Photoelectric thresholds for sandpapered commercial samples of fifteen metals and graphite. Light from a carbon arc, sometimes with cored carbons, after dispersion by a mirror monochromator with a fluorite prism, was focussed through a fluorite window on the slit of the evacuated photoelectric cell containing a strip of the element being studied connected to a sensitive string electrometer, and the saturation photocurrent as a function of wave-length was determined. Scattered light was reduced to a minimum by the use of screens, and the effectiveness of these was tested by introducing filters. This method eliminates many of the usual difficulties. Commercially pure samples were tested with surfaces cleaned by sandpapering only. The fairly great intensity of the arc even to 2600 A gave reasonably large photocurrents as soon as the threshold wave-length was passed and enabled it to be determined from within ±30 A at 2600 A to ±100 A at 3600 A, corresponding to from ±.06 to ±.10 equivalent volts, as determined by the formula V = hv0/e. The results in Angströms for Ag, Al, Bi, C (graphite), Ca, Cd, Cu, Fe, Ni, Pb, Pt, Se, Sn, Th, W and Zn are respectively: 3390, 3590, 2980, 2615, 4000, 3130, 2665, 2870, 3050, 2980, 2780, 2670, 3180, 3460, 2615, and 3420. These results are compared with those of others.
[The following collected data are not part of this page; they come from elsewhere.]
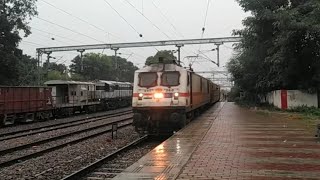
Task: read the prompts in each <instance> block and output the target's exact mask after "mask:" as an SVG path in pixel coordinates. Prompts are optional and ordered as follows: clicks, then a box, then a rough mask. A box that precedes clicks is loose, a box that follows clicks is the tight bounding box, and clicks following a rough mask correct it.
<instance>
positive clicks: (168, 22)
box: [151, 0, 184, 38]
mask: <svg viewBox="0 0 320 180" xmlns="http://www.w3.org/2000/svg"><path fill="white" fill-rule="evenodd" d="M151 3H152V4H153V6H154V7H155V8H156V9H158V11H159V12H160V14H161V15H162V17H163V18H164V19H165V20H166V21H167V22H168V23H169V24H170V25H171V27H172V28H173V29H174V31H175V32H176V33H177V34H178V35H179V36H181V37H182V38H184V35H183V34H182V33H181V32H180V31H178V29H177V28H176V26H175V25H174V24H173V23H172V22H171V21H170V20H169V18H168V17H167V16H166V15H165V14H164V13H163V12H162V11H161V9H160V8H159V7H158V6H157V5H156V4H155V3H154V1H153V0H152V1H151Z"/></svg>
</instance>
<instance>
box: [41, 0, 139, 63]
mask: <svg viewBox="0 0 320 180" xmlns="http://www.w3.org/2000/svg"><path fill="white" fill-rule="evenodd" d="M41 1H42V2H44V3H46V4H47V5H49V6H51V7H53V8H55V9H57V10H59V11H61V12H63V13H65V14H67V15H69V16H71V17H73V18H76V19H77V20H79V21H81V22H83V23H86V24H88V25H90V26H92V27H94V28H95V29H98V30H100V31H102V32H104V33H106V34H108V35H111V36H113V37H115V38H117V39H119V40H123V41H126V40H124V39H122V38H121V37H120V36H118V35H116V34H114V33H110V32H108V31H106V30H104V29H103V28H101V27H99V26H97V25H95V24H93V23H90V22H89V21H87V20H84V19H82V18H80V17H78V16H75V15H73V14H72V13H70V12H68V11H66V10H64V9H62V8H59V7H57V6H55V5H53V4H51V3H49V2H47V1H45V0H41ZM82 43H83V42H82ZM83 44H85V43H83ZM127 52H130V53H132V52H131V51H127ZM135 54H136V55H138V56H140V57H143V56H141V55H139V54H138V53H135Z"/></svg>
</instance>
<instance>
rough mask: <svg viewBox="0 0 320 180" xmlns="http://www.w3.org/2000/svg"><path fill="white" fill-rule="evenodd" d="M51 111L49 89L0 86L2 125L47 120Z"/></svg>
mask: <svg viewBox="0 0 320 180" xmlns="http://www.w3.org/2000/svg"><path fill="white" fill-rule="evenodd" d="M52 110H53V106H52V95H51V88H49V87H3V86H0V121H1V124H3V125H10V124H14V122H15V121H23V122H30V121H34V120H37V119H38V120H42V119H49V118H50V117H52Z"/></svg>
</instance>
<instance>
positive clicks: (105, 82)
mask: <svg viewBox="0 0 320 180" xmlns="http://www.w3.org/2000/svg"><path fill="white" fill-rule="evenodd" d="M97 83H104V84H109V85H131V83H129V82H118V81H105V80H99V81H97Z"/></svg>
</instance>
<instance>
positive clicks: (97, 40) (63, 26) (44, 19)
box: [36, 17, 104, 43]
mask: <svg viewBox="0 0 320 180" xmlns="http://www.w3.org/2000/svg"><path fill="white" fill-rule="evenodd" d="M36 18H37V19H40V20H42V21H45V22H47V23H49V24H52V25H55V26H58V27H60V28H62V29H65V30H68V31H70V32H73V33H75V34H78V35H81V36H84V37H87V38H89V39H92V40H94V41H97V42H100V43H104V42H103V41H101V40H98V39H96V38H93V37H91V36H88V35H86V34H83V33H81V32H78V31H75V30H73V29H70V28H68V27H65V26H62V25H60V24H57V23H54V22H52V21H49V20H46V19H43V18H40V17H36Z"/></svg>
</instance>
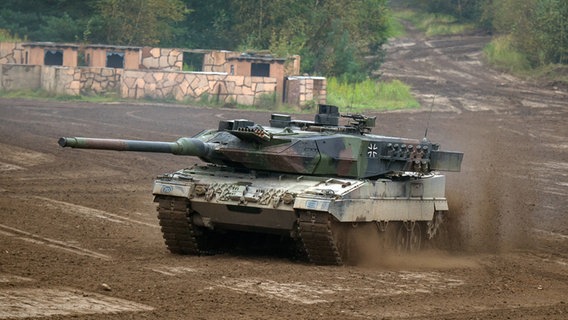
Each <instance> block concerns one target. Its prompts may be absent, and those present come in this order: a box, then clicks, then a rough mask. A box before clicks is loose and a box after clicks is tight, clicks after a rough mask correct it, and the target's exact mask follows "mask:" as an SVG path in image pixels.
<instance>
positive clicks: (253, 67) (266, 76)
mask: <svg viewBox="0 0 568 320" xmlns="http://www.w3.org/2000/svg"><path fill="white" fill-rule="evenodd" d="M250 75H251V76H253V77H270V64H268V63H251V66H250Z"/></svg>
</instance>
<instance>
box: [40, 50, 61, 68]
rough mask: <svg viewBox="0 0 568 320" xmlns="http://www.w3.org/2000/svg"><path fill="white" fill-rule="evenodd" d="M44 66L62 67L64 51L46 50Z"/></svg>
mask: <svg viewBox="0 0 568 320" xmlns="http://www.w3.org/2000/svg"><path fill="white" fill-rule="evenodd" d="M43 64H44V65H46V66H62V65H63V51H62V50H50V49H45V50H44V57H43Z"/></svg>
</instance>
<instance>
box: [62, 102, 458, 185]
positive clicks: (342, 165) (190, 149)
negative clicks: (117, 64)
mask: <svg viewBox="0 0 568 320" xmlns="http://www.w3.org/2000/svg"><path fill="white" fill-rule="evenodd" d="M341 117H343V118H347V119H349V123H348V124H346V125H339V124H338V123H339V119H340V118H341ZM374 123H375V118H374V117H366V116H364V115H359V114H355V115H352V114H347V115H340V114H339V112H338V109H337V107H335V106H329V105H320V107H319V113H318V114H317V115H316V117H315V120H314V121H302V120H293V119H292V118H291V117H290V116H288V115H279V114H273V115H272V119H271V120H270V124H271V125H270V126H269V127H263V126H261V125H259V124H256V123H254V122H252V121H249V120H244V119H238V120H223V121H221V122H220V123H219V128H218V129H216V130H206V131H204V132H202V133H200V134H198V135H197V136H195V137H193V138H180V139H179V140H177V141H175V142H161V141H136V140H115V139H98V138H61V139H60V140H59V144H60V145H61V146H62V147H72V148H84V149H104V150H118V151H141V152H160V153H171V154H175V155H184V156H195V157H199V158H201V159H202V160H203V161H205V162H210V163H215V164H222V165H227V166H231V167H241V168H246V169H250V170H262V171H271V172H283V173H295V174H306V175H318V176H322V175H326V176H338V177H349V178H377V177H381V176H384V175H387V174H392V173H396V172H416V173H422V174H424V173H428V172H430V171H459V170H460V165H461V159H462V156H463V155H462V153H459V152H449V151H442V150H440V147H439V145H438V144H435V143H432V142H430V141H429V140H427V139H423V140H416V139H405V138H398V137H386V136H378V135H372V134H370V131H371V128H372V127H373V126H374Z"/></svg>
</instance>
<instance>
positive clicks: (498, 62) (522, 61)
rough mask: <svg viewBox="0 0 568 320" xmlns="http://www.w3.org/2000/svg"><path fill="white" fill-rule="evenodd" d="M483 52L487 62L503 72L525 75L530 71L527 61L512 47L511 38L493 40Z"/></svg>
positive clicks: (518, 74) (519, 53)
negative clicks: (486, 59)
mask: <svg viewBox="0 0 568 320" xmlns="http://www.w3.org/2000/svg"><path fill="white" fill-rule="evenodd" d="M483 51H484V53H485V57H486V58H487V61H488V62H489V63H490V64H491V65H493V66H494V67H496V68H498V69H501V70H503V71H507V72H510V73H513V74H516V75H527V73H528V71H529V70H530V69H531V67H530V63H529V60H528V59H527V58H526V57H525V56H524V55H523V54H522V53H520V52H519V51H517V50H515V48H514V47H513V45H512V42H511V36H508V35H507V36H501V37H497V38H494V39H493V40H491V42H490V43H489V44H488V45H487V46H486V47H485V48H484V49H483Z"/></svg>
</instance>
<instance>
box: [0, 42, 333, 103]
mask: <svg viewBox="0 0 568 320" xmlns="http://www.w3.org/2000/svg"><path fill="white" fill-rule="evenodd" d="M184 52H185V53H191V54H196V53H197V54H201V55H203V57H202V61H203V62H202V70H201V71H195V72H188V71H183V63H184ZM0 66H1V68H2V69H1V71H2V75H1V76H0V90H22V89H23V90H27V89H32V90H33V89H40V88H41V89H43V90H46V91H49V92H54V93H57V94H68V95H81V94H108V93H113V94H120V96H121V97H124V98H132V99H140V98H153V99H175V100H178V101H187V100H192V99H193V100H198V99H199V100H201V99H203V98H207V99H210V100H214V101H217V102H221V103H231V104H232V103H238V104H244V105H257V104H259V102H261V101H264V102H266V99H267V98H268V99H269V101H270V99H273V101H274V103H275V104H279V103H283V102H284V103H288V104H297V105H309V104H312V103H325V102H326V101H325V100H326V99H325V97H326V85H325V78H321V77H320V78H318V77H300V76H298V74H299V72H300V57H299V56H291V57H288V58H278V57H273V56H272V55H270V54H266V53H239V52H231V51H222V50H187V49H186V50H182V49H175V48H151V47H135V46H114V45H101V44H93V45H77V44H68V43H52V42H27V43H8V42H3V43H0Z"/></svg>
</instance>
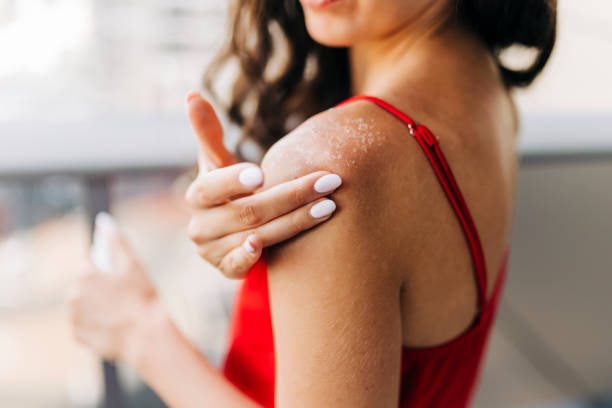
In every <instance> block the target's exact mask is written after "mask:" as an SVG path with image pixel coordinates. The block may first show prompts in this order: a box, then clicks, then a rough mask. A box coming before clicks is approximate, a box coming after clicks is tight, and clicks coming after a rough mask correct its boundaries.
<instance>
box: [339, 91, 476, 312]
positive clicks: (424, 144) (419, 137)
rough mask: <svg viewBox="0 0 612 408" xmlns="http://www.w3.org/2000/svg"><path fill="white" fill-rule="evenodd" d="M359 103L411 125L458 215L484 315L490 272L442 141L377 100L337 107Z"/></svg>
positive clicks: (385, 102)
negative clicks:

This research was undertaken with a view to determining directly the limiting frequencies for the various elementary metals under ordinary conditions. The principle of the method adopted was to use a source giving an approximately continuous spectrum extending over the experimental range of the limiting frequency for an element and to determine the threshold value by plotting the last values of the diminishing saturation photocurrents against the increasing wave-length of the incident light, or simply to take the average of the various wave-length limits observed in different determinations.
No special preparation of the metallic surfaces was made save that of rubbing with sandpaper, blowing with dry air, and placing them in the photoelectric cell which was immediately evacuated to a pressure of about 0.006 mm of mercury.